SSHing into a Windows Server on Amazon’s EC2
What looked at first like a simple task – turned out to cost me hours of trial and error.
Some of the problems I’ve encountered:
- Cygwin’s SSHd, OpenSSH and CopSSH all work great on Windows EC2 instances. Until you try to bundle an instance. After you launch a bundled instance – the SSHd service wouldn’t run, because of permissions problems – and throws weird error messages in the different logs.
- It turned out that Sysprep was responsible for this – mangling the permissions of the SSHd users.
- Turning Sysprep off as suggested in some places sounds like a recipe for problems down the road.
- Couldn’t find the source code of an SSHd implemented in Java, and FreeSSHd. Wouldn’t be smart to use closed-source applications for this, security wise…
- Couldn’t find any other SSHd client, or a full solution for this specific problem.
I Googled everywhere, until I assembled the solution which consists of:
- Installing Cygwin’s SSHd (thank you LifeHacker).
- AutoExNT service is used to run a batch file right after the machine’s launch (Thank you Microsoft).
- Update_Cygwin solved the permissions problem (Thank you VCL).
So, the steps to SSH into a Windows machine on Amazon EC2 are these:
- Install Cygwin, make sure you include the OpenSSH package.
- chmod +r /etc/passwd
- chmod +r /etc/group
- chmod 755 /var
- ssh-host-config
- Choose root as the name of the privileged account.
- Copy your public key into the authorized_keys file of the account you’d like to log-in with.
- Install the AutoExNT service.
- Run the update_cygwin script right after each instance launch.
- Don’t forget to open the SSH port on the security group of the instance.
I still don’t understand:
- How come Windows doesn’t come pre-configured with an SSHd service. What do people use in order to administer Windows Server machines? Unsecure Telnet? Do they all use Remote Desktop for this?? Very weird…
- How come there’s no solution for this already on Amazon EC2 forums? Saw lots of people run into this problem, and it seems like pretty basic stuff. I guess that Windows Server administration still isn’t that popular…
Thanks for everybody on the forum that saved me valuable time getting this problem behind me…
Now for the real work 
May 31st, 2009 at 1:11 am
I spent some time yesterday SSHing my niece.
She’s eight months old and gets cranky if she doesn’t get her nap time.
Does the Green Party Meymad know you’ve associated their logo with your occult geekish texts?
Cheers,
Mike
June 12th, 2009 at 3:06 am
June 18th, 2009 at 9:27 pm
Looks like The Resource Kit is not supported on 64bit platforms.

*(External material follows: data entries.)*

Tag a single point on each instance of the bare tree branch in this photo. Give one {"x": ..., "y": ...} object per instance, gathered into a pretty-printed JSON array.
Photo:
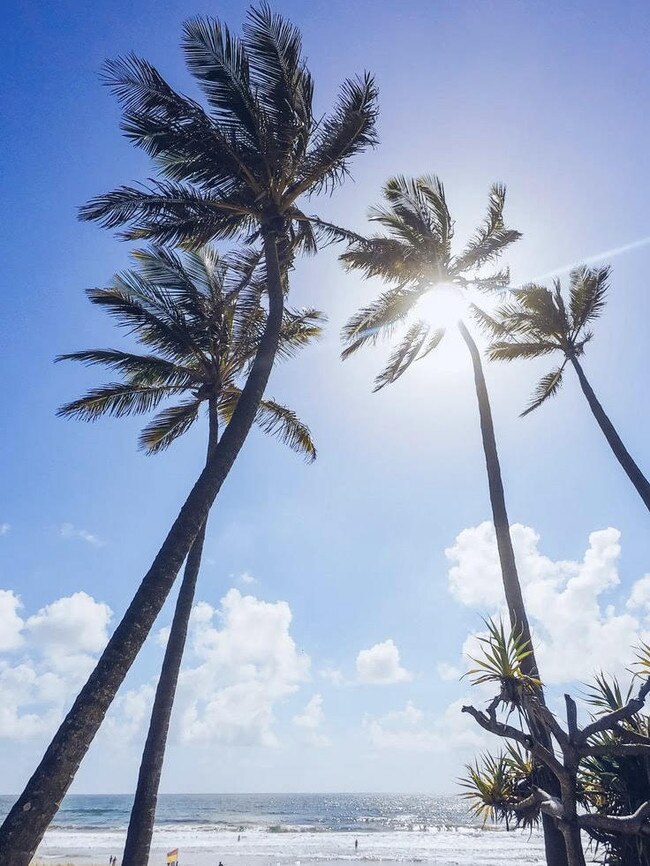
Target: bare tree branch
[
  {"x": 632, "y": 824},
  {"x": 609, "y": 720}
]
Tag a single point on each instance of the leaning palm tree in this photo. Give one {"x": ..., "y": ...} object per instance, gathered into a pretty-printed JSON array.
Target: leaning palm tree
[
  {"x": 539, "y": 322},
  {"x": 200, "y": 321},
  {"x": 239, "y": 168},
  {"x": 413, "y": 255}
]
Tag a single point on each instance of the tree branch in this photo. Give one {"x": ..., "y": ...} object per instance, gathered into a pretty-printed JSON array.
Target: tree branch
[
  {"x": 571, "y": 717},
  {"x": 609, "y": 720},
  {"x": 627, "y": 749},
  {"x": 632, "y": 824}
]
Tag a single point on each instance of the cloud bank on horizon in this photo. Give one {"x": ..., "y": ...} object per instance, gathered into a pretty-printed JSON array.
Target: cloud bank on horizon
[{"x": 242, "y": 662}]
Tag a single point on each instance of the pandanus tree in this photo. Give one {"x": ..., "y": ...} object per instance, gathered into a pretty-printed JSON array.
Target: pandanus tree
[
  {"x": 201, "y": 320},
  {"x": 413, "y": 254},
  {"x": 537, "y": 322},
  {"x": 239, "y": 167},
  {"x": 602, "y": 769}
]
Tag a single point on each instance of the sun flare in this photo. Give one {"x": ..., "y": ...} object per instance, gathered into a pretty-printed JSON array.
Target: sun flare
[{"x": 443, "y": 306}]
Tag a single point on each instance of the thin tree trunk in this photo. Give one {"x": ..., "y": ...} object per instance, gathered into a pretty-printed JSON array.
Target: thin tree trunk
[
  {"x": 573, "y": 842},
  {"x": 143, "y": 811},
  {"x": 24, "y": 826},
  {"x": 511, "y": 585},
  {"x": 615, "y": 443},
  {"x": 554, "y": 843}
]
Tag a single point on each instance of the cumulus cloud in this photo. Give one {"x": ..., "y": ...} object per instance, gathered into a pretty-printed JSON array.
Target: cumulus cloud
[
  {"x": 11, "y": 625},
  {"x": 580, "y": 625},
  {"x": 412, "y": 730},
  {"x": 380, "y": 665},
  {"x": 45, "y": 659},
  {"x": 310, "y": 721},
  {"x": 332, "y": 675},
  {"x": 247, "y": 662},
  {"x": 67, "y": 530}
]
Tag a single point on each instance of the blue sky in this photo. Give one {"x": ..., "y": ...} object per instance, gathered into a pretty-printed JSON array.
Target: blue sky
[{"x": 549, "y": 99}]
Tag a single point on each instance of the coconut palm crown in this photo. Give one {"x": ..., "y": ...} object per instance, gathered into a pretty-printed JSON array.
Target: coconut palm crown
[
  {"x": 240, "y": 165},
  {"x": 414, "y": 255},
  {"x": 538, "y": 321},
  {"x": 201, "y": 319}
]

Any alternatives to AutoExNT ?
July 8th, 2009 at 1:54 pm
Have you looked at PuTTY and WinSCP?
July 9th, 2009 at 11:30 pm
I use both of them as clients, what was challenging is to install an SSH server that could accept their connections on the EC2 machines…

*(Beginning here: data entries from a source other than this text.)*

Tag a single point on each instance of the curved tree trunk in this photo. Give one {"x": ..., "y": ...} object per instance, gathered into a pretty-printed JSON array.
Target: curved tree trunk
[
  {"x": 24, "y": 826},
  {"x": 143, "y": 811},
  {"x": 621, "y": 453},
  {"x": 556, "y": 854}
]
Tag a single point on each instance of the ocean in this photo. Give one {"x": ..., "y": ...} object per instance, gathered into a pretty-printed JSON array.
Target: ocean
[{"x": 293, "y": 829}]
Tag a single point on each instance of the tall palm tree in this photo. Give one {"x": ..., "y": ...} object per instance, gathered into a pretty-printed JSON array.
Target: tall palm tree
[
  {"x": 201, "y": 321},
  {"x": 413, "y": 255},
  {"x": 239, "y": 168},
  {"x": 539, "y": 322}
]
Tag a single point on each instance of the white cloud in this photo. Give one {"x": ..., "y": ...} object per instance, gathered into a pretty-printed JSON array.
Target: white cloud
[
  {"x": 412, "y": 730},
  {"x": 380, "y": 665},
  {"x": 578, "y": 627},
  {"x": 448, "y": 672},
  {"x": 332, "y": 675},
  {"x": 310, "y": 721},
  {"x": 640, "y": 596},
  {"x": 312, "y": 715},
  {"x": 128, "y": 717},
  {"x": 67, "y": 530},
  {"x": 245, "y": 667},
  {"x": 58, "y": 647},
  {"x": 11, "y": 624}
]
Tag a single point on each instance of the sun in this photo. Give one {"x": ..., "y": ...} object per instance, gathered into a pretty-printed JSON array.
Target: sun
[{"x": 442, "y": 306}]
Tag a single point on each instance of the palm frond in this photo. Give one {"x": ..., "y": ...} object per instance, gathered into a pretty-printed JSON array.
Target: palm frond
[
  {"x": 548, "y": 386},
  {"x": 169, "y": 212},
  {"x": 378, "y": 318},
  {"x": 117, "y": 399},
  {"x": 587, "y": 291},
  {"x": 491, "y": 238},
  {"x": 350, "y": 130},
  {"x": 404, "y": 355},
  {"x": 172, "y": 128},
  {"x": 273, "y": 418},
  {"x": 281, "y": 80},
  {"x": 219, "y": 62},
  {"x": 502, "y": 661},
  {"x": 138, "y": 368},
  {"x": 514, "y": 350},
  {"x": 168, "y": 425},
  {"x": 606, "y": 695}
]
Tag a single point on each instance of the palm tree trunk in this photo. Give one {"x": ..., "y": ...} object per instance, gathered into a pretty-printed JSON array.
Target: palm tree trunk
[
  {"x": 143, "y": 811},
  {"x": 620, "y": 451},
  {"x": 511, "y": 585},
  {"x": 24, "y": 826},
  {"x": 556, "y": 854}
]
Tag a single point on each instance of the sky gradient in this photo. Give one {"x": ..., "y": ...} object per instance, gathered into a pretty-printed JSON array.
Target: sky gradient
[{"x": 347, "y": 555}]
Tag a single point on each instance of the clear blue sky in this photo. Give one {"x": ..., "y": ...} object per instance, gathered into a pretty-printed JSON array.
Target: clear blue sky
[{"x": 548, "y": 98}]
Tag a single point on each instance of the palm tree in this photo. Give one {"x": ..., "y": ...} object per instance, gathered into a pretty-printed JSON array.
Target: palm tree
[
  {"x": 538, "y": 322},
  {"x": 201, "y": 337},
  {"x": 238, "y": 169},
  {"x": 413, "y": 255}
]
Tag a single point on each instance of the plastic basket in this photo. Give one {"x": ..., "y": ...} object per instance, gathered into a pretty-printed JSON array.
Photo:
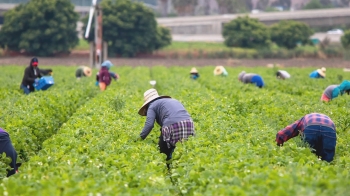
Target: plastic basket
[{"x": 44, "y": 83}]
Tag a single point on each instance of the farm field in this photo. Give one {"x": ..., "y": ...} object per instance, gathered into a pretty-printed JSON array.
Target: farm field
[{"x": 75, "y": 140}]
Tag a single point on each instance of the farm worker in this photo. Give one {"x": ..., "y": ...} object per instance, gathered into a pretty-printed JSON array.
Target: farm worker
[
  {"x": 113, "y": 75},
  {"x": 281, "y": 74},
  {"x": 176, "y": 124},
  {"x": 318, "y": 130},
  {"x": 319, "y": 73},
  {"x": 333, "y": 91},
  {"x": 251, "y": 78},
  {"x": 194, "y": 73},
  {"x": 83, "y": 71},
  {"x": 32, "y": 74},
  {"x": 220, "y": 71},
  {"x": 104, "y": 76},
  {"x": 7, "y": 148}
]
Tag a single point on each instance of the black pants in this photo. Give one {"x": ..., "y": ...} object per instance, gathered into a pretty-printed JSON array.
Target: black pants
[
  {"x": 163, "y": 147},
  {"x": 6, "y": 147}
]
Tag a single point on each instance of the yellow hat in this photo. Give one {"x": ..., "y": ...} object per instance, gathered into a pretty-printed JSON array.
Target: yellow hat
[
  {"x": 218, "y": 70},
  {"x": 193, "y": 70},
  {"x": 149, "y": 96}
]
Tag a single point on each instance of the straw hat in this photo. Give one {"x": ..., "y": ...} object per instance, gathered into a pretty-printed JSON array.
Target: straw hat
[
  {"x": 87, "y": 71},
  {"x": 218, "y": 70},
  {"x": 322, "y": 72},
  {"x": 240, "y": 76},
  {"x": 149, "y": 96},
  {"x": 193, "y": 70}
]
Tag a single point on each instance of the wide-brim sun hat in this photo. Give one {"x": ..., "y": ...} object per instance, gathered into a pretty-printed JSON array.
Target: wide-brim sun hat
[
  {"x": 148, "y": 96},
  {"x": 240, "y": 76},
  {"x": 219, "y": 70},
  {"x": 87, "y": 71},
  {"x": 193, "y": 70},
  {"x": 322, "y": 72}
]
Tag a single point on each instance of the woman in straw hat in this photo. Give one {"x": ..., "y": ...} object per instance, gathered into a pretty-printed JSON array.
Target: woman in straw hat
[
  {"x": 83, "y": 71},
  {"x": 220, "y": 71},
  {"x": 194, "y": 73},
  {"x": 281, "y": 74},
  {"x": 316, "y": 129},
  {"x": 319, "y": 73},
  {"x": 251, "y": 78},
  {"x": 333, "y": 91},
  {"x": 176, "y": 124}
]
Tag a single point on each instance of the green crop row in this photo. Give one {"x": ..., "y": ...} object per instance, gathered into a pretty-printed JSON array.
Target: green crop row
[{"x": 233, "y": 153}]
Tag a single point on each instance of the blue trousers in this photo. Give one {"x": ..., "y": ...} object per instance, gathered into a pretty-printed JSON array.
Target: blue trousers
[
  {"x": 258, "y": 81},
  {"x": 7, "y": 148},
  {"x": 322, "y": 139}
]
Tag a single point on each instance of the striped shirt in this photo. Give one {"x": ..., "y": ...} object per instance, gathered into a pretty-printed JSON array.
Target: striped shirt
[{"x": 292, "y": 130}]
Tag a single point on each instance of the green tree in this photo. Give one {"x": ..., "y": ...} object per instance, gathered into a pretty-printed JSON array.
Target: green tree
[
  {"x": 246, "y": 32},
  {"x": 40, "y": 27},
  {"x": 345, "y": 39},
  {"x": 289, "y": 33},
  {"x": 130, "y": 28}
]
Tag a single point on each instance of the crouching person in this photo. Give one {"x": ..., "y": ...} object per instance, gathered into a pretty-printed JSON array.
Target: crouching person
[
  {"x": 318, "y": 130},
  {"x": 281, "y": 74},
  {"x": 333, "y": 91},
  {"x": 7, "y": 148},
  {"x": 83, "y": 71},
  {"x": 251, "y": 78},
  {"x": 176, "y": 123}
]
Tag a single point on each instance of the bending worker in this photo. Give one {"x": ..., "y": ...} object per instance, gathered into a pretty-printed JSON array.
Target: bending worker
[
  {"x": 220, "y": 71},
  {"x": 83, "y": 71},
  {"x": 319, "y": 73},
  {"x": 318, "y": 130},
  {"x": 281, "y": 74},
  {"x": 194, "y": 73},
  {"x": 251, "y": 78},
  {"x": 32, "y": 74},
  {"x": 333, "y": 91},
  {"x": 176, "y": 124}
]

September 10th, 2009 at 1:07 am
Thanks for this writeup. Big help.
I can’t believe it requires so many manual steps (click, turn off IE warning, click again, turn off another IE warning, repeat ad nauseum) to be able to make an AMI that whose sshd works!
January 26th, 2010 at 4:16 am
Update: we decided to abandon SSHding into machines, we had too many problems with cygwin – probably it’s still not ready for production in virtualized machines.
Update 2: Instead of autoexnt we now use group policy to auto start applications on machine loading.
Update 3: Bundling might not be that problematic anymore, with EBS machines.